Tricycle Kinematics: The study of motion for vehicles with three wheels, relevant in mobile robotics.

Trolley Problem: A thought experiment in ethics, not directly relevant to robotics.

Truth Discovery: The process of identifying trustworthy information from conflicting sources, not directly relevant to robotics.

U

UKF (Unscented Kalman Filter): A variant of the Kalman filter designed for nonlinear systems.

Uncertainty Quantification: The science of quantitative characterization and reduction of uncertainties in both computational and real-world applications.

Unity: A cross-platform game engine that can be used for robotics simulation and visualization.

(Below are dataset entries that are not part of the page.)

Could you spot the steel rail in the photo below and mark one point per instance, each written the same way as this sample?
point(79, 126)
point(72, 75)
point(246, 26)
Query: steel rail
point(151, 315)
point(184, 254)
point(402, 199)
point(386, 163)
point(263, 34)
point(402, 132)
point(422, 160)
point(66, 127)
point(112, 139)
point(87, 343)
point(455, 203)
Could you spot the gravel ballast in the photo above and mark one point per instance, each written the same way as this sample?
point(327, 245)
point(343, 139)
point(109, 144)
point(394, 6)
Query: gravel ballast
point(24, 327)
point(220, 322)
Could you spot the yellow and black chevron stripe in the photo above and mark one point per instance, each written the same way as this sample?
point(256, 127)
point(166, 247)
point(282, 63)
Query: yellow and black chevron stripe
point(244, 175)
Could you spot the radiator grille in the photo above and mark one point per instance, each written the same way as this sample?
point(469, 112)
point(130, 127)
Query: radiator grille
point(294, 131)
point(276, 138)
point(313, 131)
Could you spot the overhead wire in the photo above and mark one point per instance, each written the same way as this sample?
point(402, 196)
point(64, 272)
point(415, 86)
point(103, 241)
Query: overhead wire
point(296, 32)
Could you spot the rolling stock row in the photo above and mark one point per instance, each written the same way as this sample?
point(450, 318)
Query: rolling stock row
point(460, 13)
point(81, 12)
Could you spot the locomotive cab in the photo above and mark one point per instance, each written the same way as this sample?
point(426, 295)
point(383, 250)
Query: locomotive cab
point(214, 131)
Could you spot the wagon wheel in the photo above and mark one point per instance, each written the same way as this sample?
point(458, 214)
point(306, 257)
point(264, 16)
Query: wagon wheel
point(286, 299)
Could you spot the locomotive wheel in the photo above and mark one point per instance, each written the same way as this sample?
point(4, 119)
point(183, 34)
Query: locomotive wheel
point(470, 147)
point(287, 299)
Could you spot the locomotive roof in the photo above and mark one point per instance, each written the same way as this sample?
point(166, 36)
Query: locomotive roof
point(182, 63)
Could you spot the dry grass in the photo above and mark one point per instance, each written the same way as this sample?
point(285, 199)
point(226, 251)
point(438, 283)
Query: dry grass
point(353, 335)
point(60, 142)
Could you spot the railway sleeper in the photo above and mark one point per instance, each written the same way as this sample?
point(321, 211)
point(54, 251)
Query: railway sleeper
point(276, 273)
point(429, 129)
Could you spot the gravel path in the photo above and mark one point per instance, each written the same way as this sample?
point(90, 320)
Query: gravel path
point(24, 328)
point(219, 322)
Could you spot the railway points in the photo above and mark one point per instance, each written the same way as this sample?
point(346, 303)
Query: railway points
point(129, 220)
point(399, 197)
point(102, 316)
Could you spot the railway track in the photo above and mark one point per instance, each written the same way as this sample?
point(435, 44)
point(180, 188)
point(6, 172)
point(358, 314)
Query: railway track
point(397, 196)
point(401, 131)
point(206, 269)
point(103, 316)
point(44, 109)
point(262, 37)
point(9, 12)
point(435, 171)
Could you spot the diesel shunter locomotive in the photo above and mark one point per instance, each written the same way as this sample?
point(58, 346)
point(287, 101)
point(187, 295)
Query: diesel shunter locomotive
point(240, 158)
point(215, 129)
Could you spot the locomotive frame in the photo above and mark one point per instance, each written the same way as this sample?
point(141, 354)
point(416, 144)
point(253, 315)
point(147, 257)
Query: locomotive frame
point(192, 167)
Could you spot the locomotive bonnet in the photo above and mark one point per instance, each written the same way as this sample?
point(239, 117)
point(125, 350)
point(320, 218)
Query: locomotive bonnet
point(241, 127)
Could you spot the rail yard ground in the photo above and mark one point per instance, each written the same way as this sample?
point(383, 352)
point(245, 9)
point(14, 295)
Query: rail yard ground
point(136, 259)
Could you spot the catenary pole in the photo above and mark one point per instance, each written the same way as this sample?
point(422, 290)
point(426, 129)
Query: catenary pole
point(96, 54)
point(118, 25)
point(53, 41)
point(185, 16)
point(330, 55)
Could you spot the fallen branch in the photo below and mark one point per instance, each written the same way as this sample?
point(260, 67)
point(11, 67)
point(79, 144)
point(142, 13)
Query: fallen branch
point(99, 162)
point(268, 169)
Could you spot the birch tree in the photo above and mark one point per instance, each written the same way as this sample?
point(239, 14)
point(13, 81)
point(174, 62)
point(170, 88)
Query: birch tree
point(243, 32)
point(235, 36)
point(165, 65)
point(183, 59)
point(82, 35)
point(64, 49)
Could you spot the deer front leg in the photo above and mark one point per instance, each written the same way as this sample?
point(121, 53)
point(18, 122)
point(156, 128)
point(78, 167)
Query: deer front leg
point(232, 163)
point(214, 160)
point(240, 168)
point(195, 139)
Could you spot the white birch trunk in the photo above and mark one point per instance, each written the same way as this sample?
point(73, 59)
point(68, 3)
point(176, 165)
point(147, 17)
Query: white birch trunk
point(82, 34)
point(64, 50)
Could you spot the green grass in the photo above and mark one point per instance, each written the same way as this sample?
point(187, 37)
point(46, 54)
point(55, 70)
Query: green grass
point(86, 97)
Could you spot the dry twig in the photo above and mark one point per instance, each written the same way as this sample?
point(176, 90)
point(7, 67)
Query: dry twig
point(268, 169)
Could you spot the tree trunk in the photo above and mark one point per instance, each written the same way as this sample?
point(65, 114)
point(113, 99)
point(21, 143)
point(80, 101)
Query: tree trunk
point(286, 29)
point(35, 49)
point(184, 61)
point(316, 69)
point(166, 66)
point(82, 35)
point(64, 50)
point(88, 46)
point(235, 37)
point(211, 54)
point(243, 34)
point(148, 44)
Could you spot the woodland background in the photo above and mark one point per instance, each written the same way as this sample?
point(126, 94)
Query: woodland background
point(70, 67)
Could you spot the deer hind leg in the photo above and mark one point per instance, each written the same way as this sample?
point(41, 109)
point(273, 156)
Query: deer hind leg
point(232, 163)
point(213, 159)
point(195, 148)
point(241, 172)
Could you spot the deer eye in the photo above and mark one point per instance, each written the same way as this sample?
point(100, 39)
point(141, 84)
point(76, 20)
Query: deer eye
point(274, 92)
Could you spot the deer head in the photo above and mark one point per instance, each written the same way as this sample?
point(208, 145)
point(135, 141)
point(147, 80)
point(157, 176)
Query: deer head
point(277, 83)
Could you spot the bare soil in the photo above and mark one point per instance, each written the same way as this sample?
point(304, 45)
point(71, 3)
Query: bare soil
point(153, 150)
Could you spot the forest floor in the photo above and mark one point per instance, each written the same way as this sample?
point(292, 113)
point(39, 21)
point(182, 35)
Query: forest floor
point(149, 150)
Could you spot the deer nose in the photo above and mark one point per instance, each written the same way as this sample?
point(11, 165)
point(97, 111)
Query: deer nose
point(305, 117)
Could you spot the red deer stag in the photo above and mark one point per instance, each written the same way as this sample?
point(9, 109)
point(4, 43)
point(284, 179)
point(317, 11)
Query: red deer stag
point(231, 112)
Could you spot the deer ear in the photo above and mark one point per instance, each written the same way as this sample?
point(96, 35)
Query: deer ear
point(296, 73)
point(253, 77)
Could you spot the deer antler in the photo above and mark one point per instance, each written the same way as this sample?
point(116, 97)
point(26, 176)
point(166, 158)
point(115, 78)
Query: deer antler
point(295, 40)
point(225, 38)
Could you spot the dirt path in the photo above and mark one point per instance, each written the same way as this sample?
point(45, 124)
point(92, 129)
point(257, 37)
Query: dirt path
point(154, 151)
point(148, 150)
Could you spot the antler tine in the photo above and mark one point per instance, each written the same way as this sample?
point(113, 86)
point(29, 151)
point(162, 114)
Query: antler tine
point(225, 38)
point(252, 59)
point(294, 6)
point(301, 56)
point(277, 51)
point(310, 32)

URDF (Unified Robot Description Format): An XML format for representing a robot model in ROS.

V

Vanishing Gradient: A problem that occurs during the training of deep neural networks where gradients become increasingly small as they propagate backward.

VGGNet: A convolutional neural network architecture known for its simplicity and depth.

ViT (Vision Transformer): A transformer-based architecture for image recognition tasks.

VLA (Vision-Language-Action): A system that integrates visual perception, language understanding, and physical action.

VO (Visual Odometry): The process of incrementally estimating the pose of a vehicle using visual data.

VR (Virtual Reality): A simulated experience that can be similar to or completely different from the real world.

VSLAM (Visual Simultaneous Localization and Mapping): SLAM that uses visual sensors as the primary input.

W

Wheel Odometry: The use of sensors to estimate the change in position of a wheeled robot based on wheel rotation.

Whole-Body Control: A control approach that considers the entire robot body when computing control actions.

World Coordinate System: A fixed reference frame used to describe the position and orientation of objects in the environment.

X

X-bar Theory: A theory of syntactic category formation, not relevant to robotics.

Xeniality: The quality of being friendly to strangers, not relevant to robotics.

Y

Yaw: The rotation of an object around its vertical axis.

Z

ZMP (Zero Moment Point): A point on the ground where the sum of all moments of the active forces equals zero, important in bipedal robotics.

Z-score: A statistical measurement that describes a value's relationship to the mean of a group of values.